From the Stroke Research Program, Hunter Medical Research Institute (L.L., A.B., C.R.L., M.W.P.) and Department of Neurology, John Hunter Hospital (C.R.L., M.W.P.), The University of Newcastle, Newcastle, New South Wales, Australia.
Stroke. 2014 Jun;45(6):1727-32. doi: 10.1161/STROKEAHA.114.005419. Epub 2014 May 13.
Magnetic resonance perfusion (MRP) and computed tomographic perfusion (CTP) are being increasingly applied in acute stroke trials and clinical practice, yet the comparability of their perfusion values is not well validated. The aim of this study was to validate the comparability of CTP and MRP measures.

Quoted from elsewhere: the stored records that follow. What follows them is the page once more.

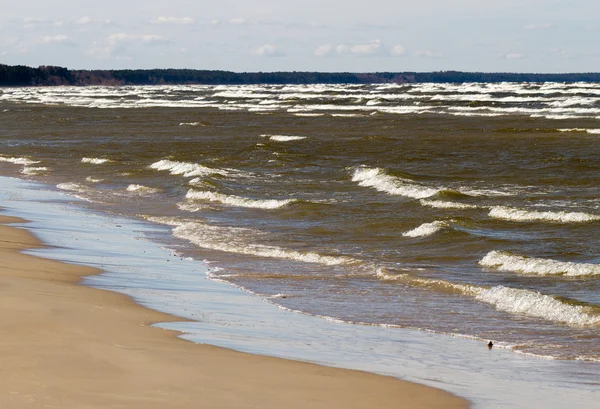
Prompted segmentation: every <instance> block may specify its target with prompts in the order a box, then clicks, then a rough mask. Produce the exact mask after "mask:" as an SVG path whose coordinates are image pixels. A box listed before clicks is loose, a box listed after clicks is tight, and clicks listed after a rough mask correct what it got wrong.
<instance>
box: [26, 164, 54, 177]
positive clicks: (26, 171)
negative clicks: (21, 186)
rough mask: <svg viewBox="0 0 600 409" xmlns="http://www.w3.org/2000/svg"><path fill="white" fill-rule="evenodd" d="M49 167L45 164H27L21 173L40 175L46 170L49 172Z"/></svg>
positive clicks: (30, 174) (46, 171)
mask: <svg viewBox="0 0 600 409" xmlns="http://www.w3.org/2000/svg"><path fill="white" fill-rule="evenodd" d="M47 171H48V168H46V167H44V166H39V167H31V166H25V167H24V168H23V169H22V170H21V173H22V174H24V175H31V176H33V175H39V174H43V173H44V172H47Z"/></svg>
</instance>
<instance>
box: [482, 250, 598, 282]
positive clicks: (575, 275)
mask: <svg viewBox="0 0 600 409" xmlns="http://www.w3.org/2000/svg"><path fill="white" fill-rule="evenodd" d="M479 264H480V265H482V266H484V267H494V268H497V269H498V270H501V271H512V272H515V273H522V274H531V275H542V276H546V275H565V276H569V277H584V276H595V275H600V265H599V264H591V263H573V262H568V261H557V260H549V259H543V258H530V257H524V256H518V255H514V254H511V253H508V252H504V251H491V252H489V253H488V254H487V255H486V256H485V257H484V258H483V259H481V261H479Z"/></svg>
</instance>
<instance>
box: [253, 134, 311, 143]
mask: <svg viewBox="0 0 600 409" xmlns="http://www.w3.org/2000/svg"><path fill="white" fill-rule="evenodd" d="M261 136H262V137H265V138H266V137H268V138H269V139H270V140H271V141H274V142H290V141H299V140H302V139H306V136H293V135H261Z"/></svg>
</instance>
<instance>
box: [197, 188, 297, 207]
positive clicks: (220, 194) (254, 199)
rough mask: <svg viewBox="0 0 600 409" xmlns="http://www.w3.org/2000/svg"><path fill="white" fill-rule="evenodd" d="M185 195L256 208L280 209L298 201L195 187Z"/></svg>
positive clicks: (243, 206)
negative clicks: (263, 198) (202, 189)
mask: <svg viewBox="0 0 600 409" xmlns="http://www.w3.org/2000/svg"><path fill="white" fill-rule="evenodd" d="M185 197H186V199H191V200H208V201H211V202H218V203H222V204H225V205H230V206H237V207H248V208H254V209H279V208H281V207H283V206H286V205H288V204H290V203H293V202H295V201H296V199H283V200H277V199H269V200H255V199H249V198H246V197H241V196H234V195H224V194H221V193H214V192H206V191H198V190H193V189H190V190H189V191H188V192H187V194H186V196H185Z"/></svg>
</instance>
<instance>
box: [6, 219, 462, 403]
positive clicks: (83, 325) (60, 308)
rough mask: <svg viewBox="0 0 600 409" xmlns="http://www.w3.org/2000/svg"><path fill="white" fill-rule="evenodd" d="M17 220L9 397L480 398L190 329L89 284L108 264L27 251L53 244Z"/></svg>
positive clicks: (9, 367)
mask: <svg viewBox="0 0 600 409" xmlns="http://www.w3.org/2000/svg"><path fill="white" fill-rule="evenodd" d="M17 222H23V219H20V218H15V217H10V216H4V215H1V216H0V223H1V224H0V234H1V235H2V237H3V239H2V241H1V242H0V254H1V255H2V259H3V263H2V266H1V267H0V273H1V274H2V276H1V278H0V286H1V287H2V288H3V292H4V294H3V301H4V308H3V311H2V315H3V321H4V325H3V326H2V328H1V329H0V339H2V341H1V343H0V345H2V349H1V350H0V351H2V352H0V353H2V354H3V355H4V360H3V361H4V365H3V366H4V369H5V371H4V373H5V374H8V375H5V376H4V377H2V378H4V379H2V383H1V384H2V386H1V387H0V389H1V390H2V391H3V393H2V394H1V396H2V397H0V405H4V404H6V405H8V406H10V407H25V406H28V405H31V404H34V403H38V404H41V403H43V404H45V405H58V406H59V407H82V405H86V407H97V406H102V407H122V406H123V405H126V407H144V408H153V407H157V408H158V407H161V408H163V407H187V406H188V405H191V404H194V405H197V404H198V402H203V405H206V406H207V407H222V408H229V407H231V408H234V407H236V408H237V407H261V408H263V407H264V408H268V407H278V408H280V407H286V408H296V407H297V408H301V407H306V406H307V405H310V407H315V408H318V407H323V408H334V407H340V408H341V407H344V408H346V407H349V408H352V407H356V408H361V407H363V408H364V407H373V406H376V407H382V408H385V407H398V406H400V405H402V404H404V405H406V406H407V407H412V408H434V407H444V408H467V407H468V402H467V401H465V400H463V399H462V398H458V397H456V396H454V395H452V394H451V393H449V392H445V391H442V390H438V389H435V388H432V387H428V386H423V385H420V384H416V383H412V382H409V381H403V380H399V379H396V378H392V377H385V376H382V375H376V374H371V373H367V372H361V371H356V370H347V369H338V368H331V367H326V366H321V365H316V364H311V363H305V362H298V361H291V360H286V359H281V358H272V357H268V356H261V355H252V354H247V353H242V352H237V351H233V350H229V349H225V348H221V347H217V346H211V345H198V344H194V343H192V342H188V341H185V340H183V339H180V338H179V337H177V335H178V334H177V333H176V332H174V331H165V330H162V331H161V330H160V329H159V328H154V327H151V325H152V324H154V323H157V322H161V323H164V322H174V321H176V322H182V321H185V319H182V318H178V317H174V316H172V315H169V314H165V313H161V312H158V311H155V310H150V309H148V308H145V307H143V306H141V305H139V304H137V303H135V302H134V300H133V299H131V297H129V296H127V295H123V294H118V293H115V292H111V291H106V290H102V289H96V288H91V287H87V286H85V285H81V284H80V281H81V279H82V278H83V277H85V276H90V275H94V274H99V273H100V272H101V271H100V270H98V269H95V268H93V267H88V266H80V265H75V264H67V263H62V262H59V261H55V260H49V259H45V258H40V257H38V256H33V255H28V254H23V253H22V251H23V250H26V249H33V248H37V249H39V248H43V247H45V246H44V244H43V243H42V242H41V241H40V240H38V239H37V238H36V237H35V236H34V235H33V234H31V233H30V232H29V231H27V230H26V229H22V228H17V227H14V226H10V225H8V224H10V223H17ZM115 330H116V331H115ZM9 357H10V358H9ZM192 402H193V403H192ZM201 406H202V405H201Z"/></svg>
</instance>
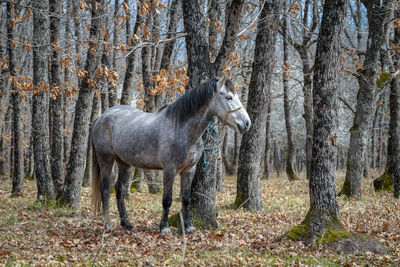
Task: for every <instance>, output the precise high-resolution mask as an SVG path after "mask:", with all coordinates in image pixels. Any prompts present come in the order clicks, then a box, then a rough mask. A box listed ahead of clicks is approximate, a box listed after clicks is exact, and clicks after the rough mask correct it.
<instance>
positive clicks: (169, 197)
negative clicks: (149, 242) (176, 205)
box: [160, 166, 176, 235]
mask: <svg viewBox="0 0 400 267" xmlns="http://www.w3.org/2000/svg"><path fill="white" fill-rule="evenodd" d="M175 174H176V170H175V167H173V166H166V167H165V168H164V171H163V215H162V217H161V223H160V233H161V234H169V235H170V234H172V233H171V230H170V229H169V225H168V213H169V208H170V207H171V204H172V190H173V186H174V178H175Z"/></svg>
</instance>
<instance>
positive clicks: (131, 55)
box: [121, 6, 144, 105]
mask: <svg viewBox="0 0 400 267" xmlns="http://www.w3.org/2000/svg"><path fill="white" fill-rule="evenodd" d="M136 13H137V14H136V21H135V26H134V29H133V33H134V36H137V37H140V36H141V34H139V25H141V24H142V23H144V21H143V16H141V15H140V12H139V6H138V10H137V12H136ZM138 41H139V40H137V39H136V38H134V37H131V39H130V41H129V42H128V43H127V44H128V45H134V44H135V43H136V42H138ZM139 52H140V50H139V49H135V50H134V51H130V52H129V55H128V57H127V58H126V71H125V76H124V82H123V85H122V93H121V104H122V105H130V104H131V103H132V98H133V82H134V79H135V75H136V67H137V66H136V65H137V62H138V58H139Z"/></svg>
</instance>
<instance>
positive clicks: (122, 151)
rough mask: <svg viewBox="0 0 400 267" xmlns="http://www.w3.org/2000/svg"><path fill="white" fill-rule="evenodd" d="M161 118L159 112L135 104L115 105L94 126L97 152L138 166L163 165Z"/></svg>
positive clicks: (94, 133) (94, 124)
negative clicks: (138, 109)
mask: <svg viewBox="0 0 400 267" xmlns="http://www.w3.org/2000/svg"><path fill="white" fill-rule="evenodd" d="M159 122H160V114H159V113H146V112H143V111H140V110H138V109H136V108H134V107H131V106H114V107H112V108H110V109H108V110H107V111H105V112H104V113H103V114H102V115H101V116H100V117H99V118H98V120H97V121H96V122H95V124H94V126H93V143H94V145H95V148H96V152H97V153H101V154H109V155H112V156H113V158H118V159H120V160H121V161H123V162H125V163H126V164H129V165H133V166H136V167H141V168H150V169H160V168H162V166H161V163H160V161H159V160H158V141H159V140H158V139H159V132H160V126H159V124H160V123H159ZM149 164H150V165H149ZM147 165H148V166H147Z"/></svg>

A 3-step approach was used. Step 1 was a derivation step, where we analyzed 45 patients with acute ischemic stroke who had both CTP and MRP performed within 2 hours of each other and within 9 hours of stroke onset. In this step, we derived the optimal perfusion map with the least difference between MRP and CTP. In step 2, the optimal map was validated on whole-brain perfusion data of 15 patients. Step 3 was to apply the optimal perfusion map to define cross-modality reperfusion from acute CTP to 24-hour MRP in 45 patients and, in turn, to assess how accurately this predicted 3-month clinical outcome.
Among 8 different perfusion maps included in this study, time to peak of the residual function (T(max)) was the only one with a nonsignificant difference between CTP and MRP in delineating perfusion defects. This was validated on whole-brain perfusion data, showing high concordance of T(max) between the 2 modalities (concordance correlation coefficient of Lin, >0.91); the best concordance was at 6 s. At T(max)>6 s threshold, MRP and CTP reached substantial agreement in mismatch classification (κ >0.61). Cross-modality reperfusion calculated by T(max)>6 s strongly predicted good functional outcome at 3 months (area under the curve, 0.979; P<0.05).
MRP and CTP can be used interchangeably if one uses T(max) measurement.
磁共振灌注(MRP)和计算机断层灌注(CTP)在急性脑卒中试验和临床实践中应用越来越多,但它们的灌注值的可比性尚未得到充分验证。本研究旨在验证 CTP 和 MRP 测量值的可比性。
采用了三步法。第 1 步是推导步骤,我们分析了 45 例在急性缺血性脑卒中患者,他们在彼此之间 2 小时内和脑卒中发病后 9 小时内都进行了 CTP 和 MRP 检查。在这一步骤中,我们推导出了与 CTP 差异最小的最佳灌注图。第 2 步,我们在 15 例患者的全脑灌注数据上验证了最优灌注图。第 3 步是将最优灌注图应用于定义急性 CTP 至 24 小时 MRP 的跨模态再灌注,进而评估其对 3 个月临床预后的预测准确性。
在本研究纳入的 8 种不同的灌注图中,残留功能时间峰值(T(max))是唯一一种在勾画灌注缺损方面与 CTP 差异无统计学意义的图。在全脑灌注数据上验证了这一点,两种模态的 T(max)高度一致(Lin 一致性相关系数>0.91);最佳一致性在 6 秒。在 T(max)>6 s 阈值时,MRP 和 CTP 在错配分类上达到了实质性一致(κ>0.61)。通过 T(max)>6 s 计算的跨模态再灌注强烈预测了 3 个月时的良好功能结局(曲线下面积,0.979;P<0.05)。
如果使用 T(max)测量值,MRP 和 CTP 可以互换使用。